The swing to “general decking grades” of softwood and the growing availability of a wider choice of hardwoods is not without its customer relations consequences says TDCA operations director, Steve Young: “The Association is experiencing a significant rise in calls to provide expert, independent comment to help resolve disputes over the quality of decking.” Steve Young highlights that whilst cases are usually brought to TDCA by loss adjusters seeking advice on alleged defective materials claims, there has also been an unprecedented rise in commercial and domestic property owners seeking to commission the TDCA inspection and report service.“  Steve Young is quick to point out that none of the cases referred to the TDCA relate to timber that is manufactured in accordance with the DeckMark quality scheme for decking materials : “In the 12 years DeckMark has been running,  only a handful of disputes about timber quality have arisen” says Steve who also adds that this is particularly impressive when set against the massive volumes of softwood and hardwood decking sold since 2000: “The record of DeckMark accredited manufacturers is a tremendous testimony to quality, particularly when compared to the level and frequency of disputes involving lower specification decking now being brought to the TDCA’s attention.”

TDCA experience shows that whilst professional deck designers tend to follow good design practices it is at contract bidding and installation stages where competitive pressures often result in compromises on quality. In recent years, the mass produced deckboard market has moved away from premium grades like Scandinavian 5th or Russian 4th down to 6th grade or general decking grades which tend to machine less well than premium grades and are characterised by a greater frequency and size of knots and surface defects like splits, lines of unstable pith and dead knots, which can disintegrate and fall out. Another significant change in material specification is in softwood board thickness with a swing from boards that are nominally 38mm thick to nominally 32mm thick boards which require closer joist support centres.
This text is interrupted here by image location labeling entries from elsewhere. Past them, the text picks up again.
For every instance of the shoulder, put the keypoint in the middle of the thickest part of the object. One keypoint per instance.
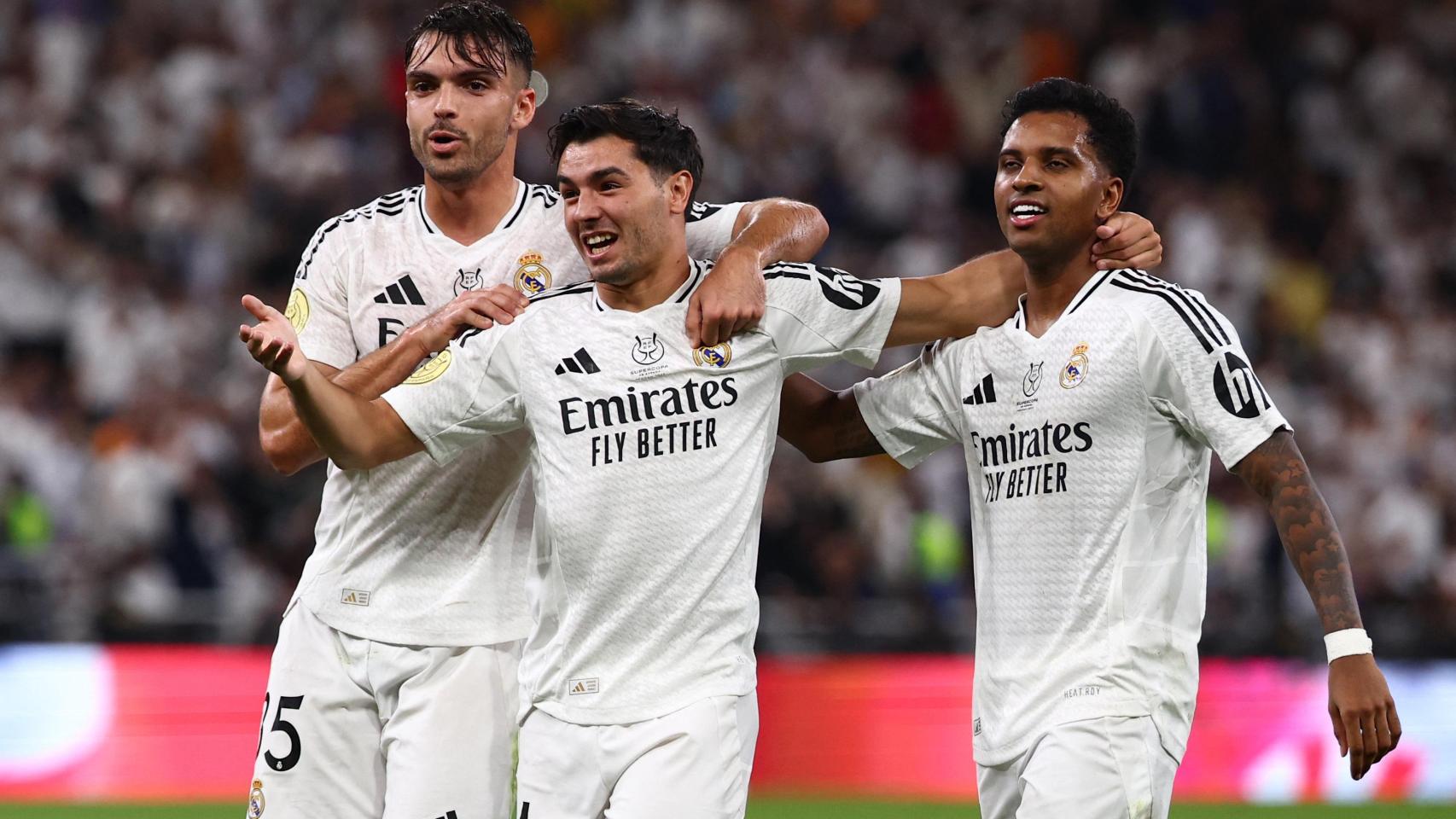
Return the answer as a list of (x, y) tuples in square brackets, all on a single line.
[(1169, 311), (538, 204), (789, 284), (698, 212), (344, 230), (555, 300)]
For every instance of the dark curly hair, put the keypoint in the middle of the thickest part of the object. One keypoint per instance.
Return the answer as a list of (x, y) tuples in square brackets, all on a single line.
[(1111, 128), (663, 142), (480, 34)]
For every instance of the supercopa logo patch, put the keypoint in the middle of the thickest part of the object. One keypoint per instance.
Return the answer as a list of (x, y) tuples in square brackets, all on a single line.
[(532, 276), (297, 311), (1075, 369), (647, 350), (1238, 389), (717, 355), (430, 369), (469, 280)]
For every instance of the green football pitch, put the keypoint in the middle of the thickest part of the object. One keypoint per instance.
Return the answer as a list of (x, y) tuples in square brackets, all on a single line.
[(781, 809)]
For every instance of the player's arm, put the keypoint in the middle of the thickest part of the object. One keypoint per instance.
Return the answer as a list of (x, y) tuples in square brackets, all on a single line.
[(824, 424), (352, 431), (1360, 705), (983, 293), (732, 297), (286, 439)]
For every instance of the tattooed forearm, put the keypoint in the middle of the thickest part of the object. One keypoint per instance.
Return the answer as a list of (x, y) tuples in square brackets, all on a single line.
[(1278, 472)]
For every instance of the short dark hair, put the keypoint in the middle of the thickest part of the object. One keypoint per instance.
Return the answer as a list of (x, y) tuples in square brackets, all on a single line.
[(663, 142), (1111, 128), (480, 34)]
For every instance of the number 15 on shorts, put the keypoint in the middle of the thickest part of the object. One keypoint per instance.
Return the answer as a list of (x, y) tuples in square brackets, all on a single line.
[(280, 725)]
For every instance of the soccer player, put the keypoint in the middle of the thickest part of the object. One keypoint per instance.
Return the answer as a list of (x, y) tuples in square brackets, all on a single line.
[(1088, 421), (649, 457), (393, 685)]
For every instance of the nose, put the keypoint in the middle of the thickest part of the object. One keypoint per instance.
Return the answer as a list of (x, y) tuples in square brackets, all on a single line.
[(446, 102), (587, 206)]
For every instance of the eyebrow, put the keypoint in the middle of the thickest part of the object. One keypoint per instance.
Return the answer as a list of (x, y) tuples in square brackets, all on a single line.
[(468, 74), (594, 177)]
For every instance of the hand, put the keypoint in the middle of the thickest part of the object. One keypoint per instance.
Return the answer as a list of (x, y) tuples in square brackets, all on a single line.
[(1361, 712), (272, 342), (472, 309), (730, 299), (1127, 241)]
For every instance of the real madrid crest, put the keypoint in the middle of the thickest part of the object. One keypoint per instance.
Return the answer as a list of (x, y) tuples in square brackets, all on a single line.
[(530, 276), (1075, 369), (255, 800), (715, 357)]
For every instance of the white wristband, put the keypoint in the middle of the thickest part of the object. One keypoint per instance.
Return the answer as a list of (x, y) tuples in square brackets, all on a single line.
[(1347, 642)]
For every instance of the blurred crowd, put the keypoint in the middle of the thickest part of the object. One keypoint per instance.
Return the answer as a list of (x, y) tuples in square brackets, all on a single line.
[(163, 156)]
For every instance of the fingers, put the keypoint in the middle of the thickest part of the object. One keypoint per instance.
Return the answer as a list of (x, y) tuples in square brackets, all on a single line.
[(1357, 758), (1369, 741), (1340, 729)]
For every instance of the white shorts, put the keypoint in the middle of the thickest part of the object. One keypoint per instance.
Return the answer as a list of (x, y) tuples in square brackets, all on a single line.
[(690, 764), (356, 729), (1098, 769)]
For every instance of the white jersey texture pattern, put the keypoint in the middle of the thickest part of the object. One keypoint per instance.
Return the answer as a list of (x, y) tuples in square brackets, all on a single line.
[(649, 466), (1088, 453), (414, 553)]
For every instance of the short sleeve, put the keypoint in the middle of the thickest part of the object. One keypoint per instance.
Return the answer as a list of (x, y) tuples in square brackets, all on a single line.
[(709, 229), (468, 390), (319, 305), (818, 315), (915, 410), (1198, 375)]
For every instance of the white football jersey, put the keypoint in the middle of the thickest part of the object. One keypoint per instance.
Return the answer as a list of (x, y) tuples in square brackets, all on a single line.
[(1088, 454), (649, 466), (410, 552)]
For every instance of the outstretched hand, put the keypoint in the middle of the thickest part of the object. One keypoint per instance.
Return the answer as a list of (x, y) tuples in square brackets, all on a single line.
[(1127, 241), (272, 342), (731, 299), (1361, 712)]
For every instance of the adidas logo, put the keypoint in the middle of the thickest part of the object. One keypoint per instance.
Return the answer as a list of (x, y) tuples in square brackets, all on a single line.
[(404, 291), (579, 361), (985, 393), (584, 685)]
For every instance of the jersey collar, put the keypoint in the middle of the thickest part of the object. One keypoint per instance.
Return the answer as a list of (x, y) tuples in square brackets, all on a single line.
[(1020, 319), (696, 270), (511, 216)]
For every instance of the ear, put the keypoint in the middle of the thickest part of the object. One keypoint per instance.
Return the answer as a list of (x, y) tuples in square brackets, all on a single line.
[(678, 189), (1111, 198), (525, 109)]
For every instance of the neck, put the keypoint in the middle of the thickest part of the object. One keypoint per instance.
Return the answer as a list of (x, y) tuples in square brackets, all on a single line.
[(649, 290), (465, 212), (1051, 282)]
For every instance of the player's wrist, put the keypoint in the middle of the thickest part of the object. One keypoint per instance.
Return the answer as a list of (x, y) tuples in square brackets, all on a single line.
[(1347, 642)]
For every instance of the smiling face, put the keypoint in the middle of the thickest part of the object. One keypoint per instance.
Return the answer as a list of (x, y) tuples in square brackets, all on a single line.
[(1051, 189), (618, 212), (462, 115)]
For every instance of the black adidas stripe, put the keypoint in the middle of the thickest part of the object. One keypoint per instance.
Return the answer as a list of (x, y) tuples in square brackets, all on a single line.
[(1165, 295), (1200, 311)]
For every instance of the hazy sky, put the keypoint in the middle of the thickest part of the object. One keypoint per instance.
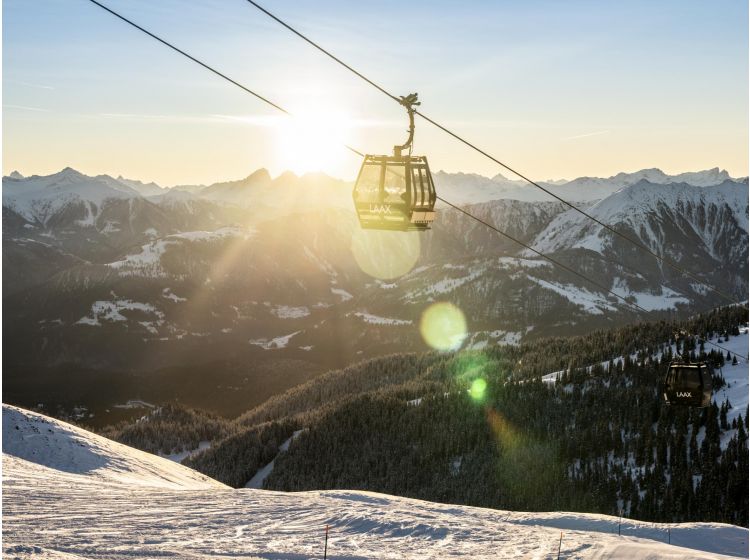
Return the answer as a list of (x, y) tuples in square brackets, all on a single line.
[(557, 89)]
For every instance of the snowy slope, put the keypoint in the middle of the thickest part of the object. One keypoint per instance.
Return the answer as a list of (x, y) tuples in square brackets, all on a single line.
[(70, 494), (40, 447), (649, 210)]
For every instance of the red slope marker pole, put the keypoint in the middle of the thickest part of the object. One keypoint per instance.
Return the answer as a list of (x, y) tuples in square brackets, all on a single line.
[(325, 550)]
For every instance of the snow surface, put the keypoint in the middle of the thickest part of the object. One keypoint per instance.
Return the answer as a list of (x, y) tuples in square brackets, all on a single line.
[(377, 320), (287, 312), (274, 343), (69, 494), (257, 480), (632, 206), (103, 310), (38, 198)]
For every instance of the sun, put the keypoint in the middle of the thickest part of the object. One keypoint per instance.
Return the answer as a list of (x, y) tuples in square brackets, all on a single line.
[(313, 140)]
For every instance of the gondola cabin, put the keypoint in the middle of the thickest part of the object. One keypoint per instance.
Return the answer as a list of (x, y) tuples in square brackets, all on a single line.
[(687, 384), (396, 192)]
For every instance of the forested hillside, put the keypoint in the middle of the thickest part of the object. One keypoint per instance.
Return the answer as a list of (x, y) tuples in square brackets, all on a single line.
[(557, 424)]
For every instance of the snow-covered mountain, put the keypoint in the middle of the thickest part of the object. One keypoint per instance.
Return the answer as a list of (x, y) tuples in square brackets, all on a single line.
[(70, 494), (177, 280), (40, 199), (468, 188)]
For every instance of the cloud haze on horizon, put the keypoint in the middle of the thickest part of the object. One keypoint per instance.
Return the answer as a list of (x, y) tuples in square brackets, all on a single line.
[(556, 90)]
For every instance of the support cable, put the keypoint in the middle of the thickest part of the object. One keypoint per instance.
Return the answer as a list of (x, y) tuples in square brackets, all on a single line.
[(357, 152)]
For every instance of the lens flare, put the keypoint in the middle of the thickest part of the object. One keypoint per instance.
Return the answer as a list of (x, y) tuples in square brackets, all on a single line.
[(443, 326), (385, 254), (478, 389)]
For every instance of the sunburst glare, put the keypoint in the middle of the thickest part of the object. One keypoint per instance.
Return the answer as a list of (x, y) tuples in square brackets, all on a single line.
[(312, 140), (443, 326)]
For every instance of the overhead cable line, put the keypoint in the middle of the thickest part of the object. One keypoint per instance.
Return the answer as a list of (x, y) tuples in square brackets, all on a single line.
[(474, 147), (354, 150)]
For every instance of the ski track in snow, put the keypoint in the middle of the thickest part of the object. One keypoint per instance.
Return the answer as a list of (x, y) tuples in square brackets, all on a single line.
[(69, 494)]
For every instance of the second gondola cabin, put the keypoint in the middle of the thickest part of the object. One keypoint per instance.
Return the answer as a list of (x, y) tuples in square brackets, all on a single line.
[(687, 384), (396, 192)]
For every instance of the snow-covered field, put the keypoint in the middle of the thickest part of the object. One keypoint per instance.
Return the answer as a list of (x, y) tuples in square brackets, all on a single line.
[(69, 494)]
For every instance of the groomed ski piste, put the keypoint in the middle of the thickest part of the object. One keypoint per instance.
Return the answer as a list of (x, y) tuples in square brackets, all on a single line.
[(70, 494)]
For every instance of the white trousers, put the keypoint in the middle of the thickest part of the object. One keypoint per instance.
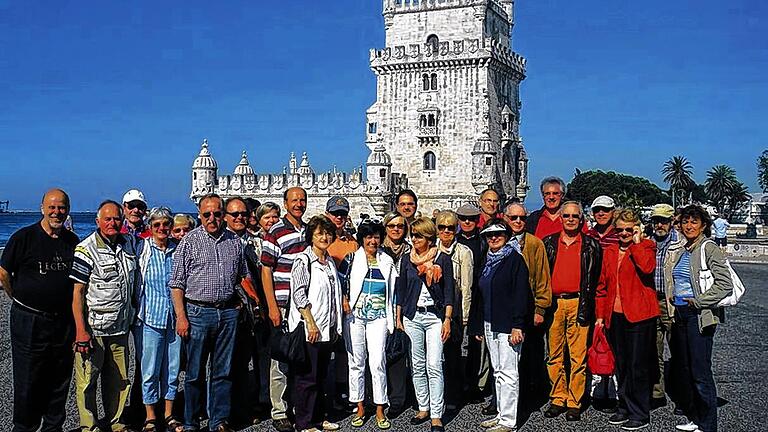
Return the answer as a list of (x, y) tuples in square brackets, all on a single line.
[(367, 339), (504, 358)]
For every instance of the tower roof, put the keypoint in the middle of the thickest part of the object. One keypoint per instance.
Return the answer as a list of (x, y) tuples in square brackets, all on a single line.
[(244, 167), (204, 159)]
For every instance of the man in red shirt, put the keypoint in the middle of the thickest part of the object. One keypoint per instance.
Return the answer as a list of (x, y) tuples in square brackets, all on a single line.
[(575, 261)]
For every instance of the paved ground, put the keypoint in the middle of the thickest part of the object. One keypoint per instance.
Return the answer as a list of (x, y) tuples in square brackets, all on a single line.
[(740, 366)]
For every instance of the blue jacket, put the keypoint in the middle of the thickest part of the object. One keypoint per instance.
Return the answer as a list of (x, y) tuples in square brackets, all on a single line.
[(409, 286), (511, 303)]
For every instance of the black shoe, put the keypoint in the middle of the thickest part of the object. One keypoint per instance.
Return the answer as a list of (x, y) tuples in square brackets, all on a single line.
[(282, 425), (490, 409), (573, 414), (553, 411), (618, 419), (634, 425)]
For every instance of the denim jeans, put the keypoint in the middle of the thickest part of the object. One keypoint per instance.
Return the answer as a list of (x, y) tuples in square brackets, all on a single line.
[(160, 358), (692, 351), (427, 359), (211, 335)]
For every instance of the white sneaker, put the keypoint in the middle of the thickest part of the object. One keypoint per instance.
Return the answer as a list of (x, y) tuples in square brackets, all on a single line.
[(688, 427)]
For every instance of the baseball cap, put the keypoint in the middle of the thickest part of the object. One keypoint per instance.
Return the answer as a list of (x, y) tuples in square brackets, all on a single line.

“The current decking market has more variety of choice and grades of timber quality than ever before and can be a minefield for the unaware.” says Steve Young who confirms that dissatisfaction with the quality of decking materials is now the major cause of disputes between suppliers and the property owner who commissioned the deck leading to withheld payment and frustration all round.

The TDCA warns buyers that whist using a general or unproven grade of decking may seem a good business tactic, when it comes to customer satisfaction it can turn out to be a costly false economy.” The Association acknowledges that for certain sectors of the market, some of the “general decking grades” are perfectly acceptable, being milled and preservative treated to specifications set by an individual timber importer or distributor however, across the supply chain as a whole there is wide variation in the finish quality and performance of both softwoods and hardwoods. If visual appearance and long term performance are important it is vital that contract documents and the design specification are in the kind of detail promoted in TDCA guidance documents. “When we [the TDCA] are called in to inspect alleged defective materials, the starting point is always to ask what was specified” explains Steve Young who says that all too often, all that is specified is treated softwood decking or Oak decking: “Essential details about the species and visual grade required, treatment use class, durability and sapwood exclusion, service life and moisture content at time of installation are totally absent” says Steve Young: “That’s why the TDCA is kicking off 2012 with a communications campaign to raise awareness about specifying decking materials correctly. “ A key aim say the TDCA is to help those responsible for commissioning decking projects to better understand the benefits of using sustainable softwoods and hardwoods from a DeckMark quality accredited source: “A decrease in the number of disputes about the quality of decking materials will be a key measure of whether buyers have listened”.

As part of the campaign, the TDCA will be making specification guidance such as its Code of Practice for raised timber decks, which is endorsed by NHBC, available free of charge.